The oxidization process starts slow and rapidly increases 14 days after being exposed. You may notice your coffee loses acidity, gains sweetness, and ultimately turns bland or bitter as time passes. Oily coffee such as dark roasts may deteriorate faster as the coffee is more porous and the oils present are highly susceptible to oxidization. oxidized coffee oil can lead to a rancid taste in your cup. To slow this process, it is best to store your coffee away from oxygen, moisture, and heat; the latter two speed up the oxidation process. Look for a nice airtight, dry, cool place to store your beans.


Luckily, the coffee industry has methods to stop and slow oxidation through its packaging methods.



Packaging


Certain packaging methods can slow and even stop the oxidation of your beans by removing oxygen from the bag through vacuum sealing and/or nitrogen flushing. Vacuum sealing uses a machine to remove oxygen from the package before sealing the bag leaving your coffee beans oxygen-free.


Nitrogen flushing is the addition of nitrogen to displace any oxygen. Nitrogen is an inert gas that will not chemically react with the beans creating a barrier of protection around them. In Brewing Market's case, both are used to stop the aging process allowing you more flexibility with your coffee buying and usage.


These methods will keep your coffee safe while sealed. Once opened and exposed to the environment, it is best to store your coffee in an airtight container in a dark cool place and use the coffee within 14 days.


Everything in this article so far has been referring to coffee beans in a whole bean form. Once ground, the coffee loses its freshness at an alarming rate.



Whole vs Ground


To prolong freshness, it is best to keep your coffee in whole bean form until you are ready to brew. Once ground, the coffee is more porous which increases the rate of degassing, and has more surface area which increases the exposure to oxygen resulting in a loss of freshness within 15 minutes. The packaging methods stated earlier will stop the oxidation process while sealed, but remember that when the bag is opened, the clock starts again. If possible, always buy and store your coffee in whole bean form, and grind no more than 15 minutes before you brew.



Sum Things Up


Coffee beans are at their freshest 2 to 14 days after roasting. This time frame ensures the beans have an optimal level of CO2 to offer you an aromatic experience and still allow for the full extraction of flavor, and minimizes the level of oxidation that degrades your coffee's flavor.

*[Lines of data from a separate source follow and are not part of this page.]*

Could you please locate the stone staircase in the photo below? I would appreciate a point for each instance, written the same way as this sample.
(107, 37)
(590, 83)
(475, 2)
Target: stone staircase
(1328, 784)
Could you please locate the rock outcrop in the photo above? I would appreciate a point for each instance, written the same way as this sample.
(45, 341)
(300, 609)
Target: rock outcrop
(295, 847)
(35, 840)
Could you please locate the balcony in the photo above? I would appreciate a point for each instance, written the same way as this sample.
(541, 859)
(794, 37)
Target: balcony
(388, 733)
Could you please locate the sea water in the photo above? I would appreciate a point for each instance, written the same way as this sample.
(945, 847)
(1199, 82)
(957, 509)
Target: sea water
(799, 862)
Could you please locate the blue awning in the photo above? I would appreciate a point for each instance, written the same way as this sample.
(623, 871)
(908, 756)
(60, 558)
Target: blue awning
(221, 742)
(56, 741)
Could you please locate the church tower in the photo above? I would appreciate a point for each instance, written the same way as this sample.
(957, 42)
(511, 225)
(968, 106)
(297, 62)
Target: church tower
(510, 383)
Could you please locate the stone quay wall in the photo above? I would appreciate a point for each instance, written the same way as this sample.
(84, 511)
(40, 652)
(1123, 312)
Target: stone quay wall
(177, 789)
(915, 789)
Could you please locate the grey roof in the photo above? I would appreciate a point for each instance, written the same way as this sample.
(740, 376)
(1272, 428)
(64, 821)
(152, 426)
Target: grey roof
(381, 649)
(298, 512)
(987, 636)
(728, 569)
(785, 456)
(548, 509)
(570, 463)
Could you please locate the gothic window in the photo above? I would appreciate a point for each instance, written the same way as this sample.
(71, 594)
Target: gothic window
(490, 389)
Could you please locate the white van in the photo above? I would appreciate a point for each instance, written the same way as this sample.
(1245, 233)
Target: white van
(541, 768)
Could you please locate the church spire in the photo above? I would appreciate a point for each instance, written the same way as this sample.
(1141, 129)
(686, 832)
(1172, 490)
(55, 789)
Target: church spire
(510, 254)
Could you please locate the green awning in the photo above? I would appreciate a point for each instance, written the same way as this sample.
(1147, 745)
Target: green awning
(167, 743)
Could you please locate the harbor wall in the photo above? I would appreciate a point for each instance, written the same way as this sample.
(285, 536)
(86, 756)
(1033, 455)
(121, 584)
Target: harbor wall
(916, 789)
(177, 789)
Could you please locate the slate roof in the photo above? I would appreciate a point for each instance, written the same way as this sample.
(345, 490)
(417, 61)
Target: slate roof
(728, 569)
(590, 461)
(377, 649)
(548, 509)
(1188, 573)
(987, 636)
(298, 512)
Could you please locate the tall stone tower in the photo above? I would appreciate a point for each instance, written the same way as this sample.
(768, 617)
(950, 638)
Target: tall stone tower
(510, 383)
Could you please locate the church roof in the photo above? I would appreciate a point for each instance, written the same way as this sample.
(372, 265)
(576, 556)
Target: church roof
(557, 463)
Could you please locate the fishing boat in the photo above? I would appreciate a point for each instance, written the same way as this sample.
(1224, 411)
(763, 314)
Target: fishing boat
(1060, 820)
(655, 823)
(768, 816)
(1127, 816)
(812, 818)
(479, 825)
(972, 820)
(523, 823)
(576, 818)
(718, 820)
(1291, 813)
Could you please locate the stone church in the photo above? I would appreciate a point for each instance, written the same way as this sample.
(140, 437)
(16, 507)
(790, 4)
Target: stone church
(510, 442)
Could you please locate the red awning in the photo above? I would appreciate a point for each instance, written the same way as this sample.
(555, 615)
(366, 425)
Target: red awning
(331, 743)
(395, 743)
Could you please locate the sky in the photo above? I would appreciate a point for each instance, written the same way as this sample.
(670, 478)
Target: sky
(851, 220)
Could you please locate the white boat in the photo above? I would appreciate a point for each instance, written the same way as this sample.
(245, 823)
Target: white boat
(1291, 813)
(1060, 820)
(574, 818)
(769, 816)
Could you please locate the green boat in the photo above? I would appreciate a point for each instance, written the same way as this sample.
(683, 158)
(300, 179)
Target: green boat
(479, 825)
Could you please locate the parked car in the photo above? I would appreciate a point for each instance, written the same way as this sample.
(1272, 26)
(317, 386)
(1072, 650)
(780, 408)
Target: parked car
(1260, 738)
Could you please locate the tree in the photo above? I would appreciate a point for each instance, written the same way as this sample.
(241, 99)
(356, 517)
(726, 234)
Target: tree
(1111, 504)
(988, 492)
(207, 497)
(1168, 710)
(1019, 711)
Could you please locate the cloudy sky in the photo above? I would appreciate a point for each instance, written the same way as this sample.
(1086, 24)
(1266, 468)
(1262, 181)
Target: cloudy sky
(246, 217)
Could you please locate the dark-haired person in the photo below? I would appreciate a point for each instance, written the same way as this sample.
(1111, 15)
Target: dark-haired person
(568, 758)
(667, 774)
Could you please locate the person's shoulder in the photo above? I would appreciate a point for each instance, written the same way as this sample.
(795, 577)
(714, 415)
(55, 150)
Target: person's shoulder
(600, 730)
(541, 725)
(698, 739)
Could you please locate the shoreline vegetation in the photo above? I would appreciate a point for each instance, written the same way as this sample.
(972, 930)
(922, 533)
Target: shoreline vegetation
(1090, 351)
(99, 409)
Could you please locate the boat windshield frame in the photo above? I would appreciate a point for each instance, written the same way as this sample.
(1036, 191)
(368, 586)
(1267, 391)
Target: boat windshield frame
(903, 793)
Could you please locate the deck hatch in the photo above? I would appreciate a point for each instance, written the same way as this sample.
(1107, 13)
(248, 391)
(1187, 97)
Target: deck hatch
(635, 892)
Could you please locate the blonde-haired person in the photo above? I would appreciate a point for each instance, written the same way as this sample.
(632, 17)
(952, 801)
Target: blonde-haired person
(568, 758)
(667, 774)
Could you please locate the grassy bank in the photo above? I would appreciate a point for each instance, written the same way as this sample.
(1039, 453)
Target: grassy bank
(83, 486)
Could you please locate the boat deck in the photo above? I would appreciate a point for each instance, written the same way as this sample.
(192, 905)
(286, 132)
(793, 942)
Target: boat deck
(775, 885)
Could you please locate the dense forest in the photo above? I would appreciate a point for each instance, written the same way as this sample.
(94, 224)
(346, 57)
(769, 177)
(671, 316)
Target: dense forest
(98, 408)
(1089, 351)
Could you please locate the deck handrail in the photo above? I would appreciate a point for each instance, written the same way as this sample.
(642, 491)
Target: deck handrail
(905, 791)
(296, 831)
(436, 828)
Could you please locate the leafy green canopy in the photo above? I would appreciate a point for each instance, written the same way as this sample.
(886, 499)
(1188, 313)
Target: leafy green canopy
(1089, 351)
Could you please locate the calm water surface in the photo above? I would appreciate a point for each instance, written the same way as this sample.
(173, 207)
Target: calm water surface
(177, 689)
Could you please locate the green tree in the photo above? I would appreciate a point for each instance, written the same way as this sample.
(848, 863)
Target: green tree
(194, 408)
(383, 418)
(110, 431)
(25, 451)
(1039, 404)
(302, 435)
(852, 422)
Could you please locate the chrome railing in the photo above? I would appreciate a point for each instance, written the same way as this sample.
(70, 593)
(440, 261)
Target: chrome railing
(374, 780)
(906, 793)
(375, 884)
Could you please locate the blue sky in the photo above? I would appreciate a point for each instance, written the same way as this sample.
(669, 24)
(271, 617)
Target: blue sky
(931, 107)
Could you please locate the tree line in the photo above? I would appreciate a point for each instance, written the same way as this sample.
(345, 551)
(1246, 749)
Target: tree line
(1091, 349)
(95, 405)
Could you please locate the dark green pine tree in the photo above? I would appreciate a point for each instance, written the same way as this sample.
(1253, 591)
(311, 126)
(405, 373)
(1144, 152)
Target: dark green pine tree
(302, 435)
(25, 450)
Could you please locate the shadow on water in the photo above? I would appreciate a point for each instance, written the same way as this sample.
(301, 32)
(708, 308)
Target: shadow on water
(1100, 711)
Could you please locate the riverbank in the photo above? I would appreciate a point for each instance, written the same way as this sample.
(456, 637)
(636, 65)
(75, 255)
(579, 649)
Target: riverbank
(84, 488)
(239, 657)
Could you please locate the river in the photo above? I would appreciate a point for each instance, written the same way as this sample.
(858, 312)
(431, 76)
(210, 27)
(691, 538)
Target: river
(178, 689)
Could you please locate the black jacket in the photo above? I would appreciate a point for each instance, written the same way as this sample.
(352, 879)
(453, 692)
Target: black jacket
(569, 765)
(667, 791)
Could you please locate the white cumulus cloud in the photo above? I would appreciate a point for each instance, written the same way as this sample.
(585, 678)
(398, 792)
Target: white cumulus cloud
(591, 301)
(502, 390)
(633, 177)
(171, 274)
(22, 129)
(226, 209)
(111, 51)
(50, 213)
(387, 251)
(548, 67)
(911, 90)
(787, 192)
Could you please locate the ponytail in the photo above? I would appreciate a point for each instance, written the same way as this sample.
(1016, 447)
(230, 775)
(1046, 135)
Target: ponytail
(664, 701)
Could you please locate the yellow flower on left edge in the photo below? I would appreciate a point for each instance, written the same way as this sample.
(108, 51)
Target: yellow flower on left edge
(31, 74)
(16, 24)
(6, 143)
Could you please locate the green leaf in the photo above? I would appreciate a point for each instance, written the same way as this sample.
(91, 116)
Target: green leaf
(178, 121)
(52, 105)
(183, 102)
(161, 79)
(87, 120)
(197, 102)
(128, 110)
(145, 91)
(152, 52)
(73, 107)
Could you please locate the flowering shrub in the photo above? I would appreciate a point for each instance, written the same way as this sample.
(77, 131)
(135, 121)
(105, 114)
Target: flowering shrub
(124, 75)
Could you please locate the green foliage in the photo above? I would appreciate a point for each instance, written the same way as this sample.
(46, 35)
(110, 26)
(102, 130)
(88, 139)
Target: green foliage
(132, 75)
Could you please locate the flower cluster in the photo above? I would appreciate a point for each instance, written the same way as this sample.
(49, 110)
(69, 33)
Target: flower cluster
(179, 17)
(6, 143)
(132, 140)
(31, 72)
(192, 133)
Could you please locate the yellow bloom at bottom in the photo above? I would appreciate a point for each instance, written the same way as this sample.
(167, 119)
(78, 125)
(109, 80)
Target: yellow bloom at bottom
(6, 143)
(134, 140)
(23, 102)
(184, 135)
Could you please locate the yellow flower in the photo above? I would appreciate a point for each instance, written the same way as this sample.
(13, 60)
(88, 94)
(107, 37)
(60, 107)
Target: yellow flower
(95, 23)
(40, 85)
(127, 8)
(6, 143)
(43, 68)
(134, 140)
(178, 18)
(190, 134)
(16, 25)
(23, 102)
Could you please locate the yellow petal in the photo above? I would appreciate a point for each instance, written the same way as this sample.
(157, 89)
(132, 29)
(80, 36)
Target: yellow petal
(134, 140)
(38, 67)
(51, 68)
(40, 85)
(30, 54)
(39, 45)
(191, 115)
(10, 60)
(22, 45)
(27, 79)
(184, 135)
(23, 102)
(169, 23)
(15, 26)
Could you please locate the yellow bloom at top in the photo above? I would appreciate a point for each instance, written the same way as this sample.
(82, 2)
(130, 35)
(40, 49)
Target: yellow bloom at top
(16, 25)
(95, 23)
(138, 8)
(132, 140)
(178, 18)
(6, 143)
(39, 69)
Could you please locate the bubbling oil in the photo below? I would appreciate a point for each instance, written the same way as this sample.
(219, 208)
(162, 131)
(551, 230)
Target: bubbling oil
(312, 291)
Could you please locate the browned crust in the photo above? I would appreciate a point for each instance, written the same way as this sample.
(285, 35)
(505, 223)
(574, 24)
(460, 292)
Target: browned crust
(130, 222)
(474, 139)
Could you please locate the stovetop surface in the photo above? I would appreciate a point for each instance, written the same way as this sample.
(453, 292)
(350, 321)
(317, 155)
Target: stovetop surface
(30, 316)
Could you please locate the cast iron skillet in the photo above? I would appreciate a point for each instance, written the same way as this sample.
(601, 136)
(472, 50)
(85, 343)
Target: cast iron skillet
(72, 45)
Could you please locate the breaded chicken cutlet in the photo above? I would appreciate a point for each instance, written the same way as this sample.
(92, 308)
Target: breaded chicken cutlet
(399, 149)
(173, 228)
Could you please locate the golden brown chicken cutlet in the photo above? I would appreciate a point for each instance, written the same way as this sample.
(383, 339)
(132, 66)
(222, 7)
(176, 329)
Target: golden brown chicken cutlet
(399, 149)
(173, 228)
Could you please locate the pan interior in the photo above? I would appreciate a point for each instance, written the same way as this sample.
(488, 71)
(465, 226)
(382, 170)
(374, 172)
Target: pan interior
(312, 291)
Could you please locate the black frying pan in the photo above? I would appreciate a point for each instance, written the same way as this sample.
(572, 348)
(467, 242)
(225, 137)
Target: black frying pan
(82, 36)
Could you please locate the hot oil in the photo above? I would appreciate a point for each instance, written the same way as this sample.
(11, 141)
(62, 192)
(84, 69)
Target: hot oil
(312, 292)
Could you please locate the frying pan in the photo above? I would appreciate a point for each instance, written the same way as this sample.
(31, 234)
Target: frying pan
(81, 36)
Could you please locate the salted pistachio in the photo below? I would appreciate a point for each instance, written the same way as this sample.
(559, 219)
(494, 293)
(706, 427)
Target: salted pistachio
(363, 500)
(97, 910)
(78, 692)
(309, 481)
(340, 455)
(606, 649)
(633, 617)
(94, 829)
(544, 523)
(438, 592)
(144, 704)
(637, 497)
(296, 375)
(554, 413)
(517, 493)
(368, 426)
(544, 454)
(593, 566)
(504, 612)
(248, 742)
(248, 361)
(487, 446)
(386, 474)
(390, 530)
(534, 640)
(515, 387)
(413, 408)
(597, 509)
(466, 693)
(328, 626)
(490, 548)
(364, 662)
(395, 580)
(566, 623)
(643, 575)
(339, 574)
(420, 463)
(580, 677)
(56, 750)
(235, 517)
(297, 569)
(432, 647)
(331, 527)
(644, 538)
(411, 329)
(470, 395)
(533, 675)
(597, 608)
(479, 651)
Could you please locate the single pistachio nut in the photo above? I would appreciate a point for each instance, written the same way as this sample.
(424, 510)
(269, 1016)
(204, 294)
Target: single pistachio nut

A coffee roaster may package their beans to slow the aging process, and it is best to keep them in their original sealed bag until you are ready to start using them. Once open, store your coffee beans in an airtight container away from moisture and heat.


Remember that coffee is to be enjoyed and taste is subjective so don't be worried if you like the taste of your coffee after 14 days. Fresh coffee is delicious, but as long as your tastebuds are happy, drink coffee however you like!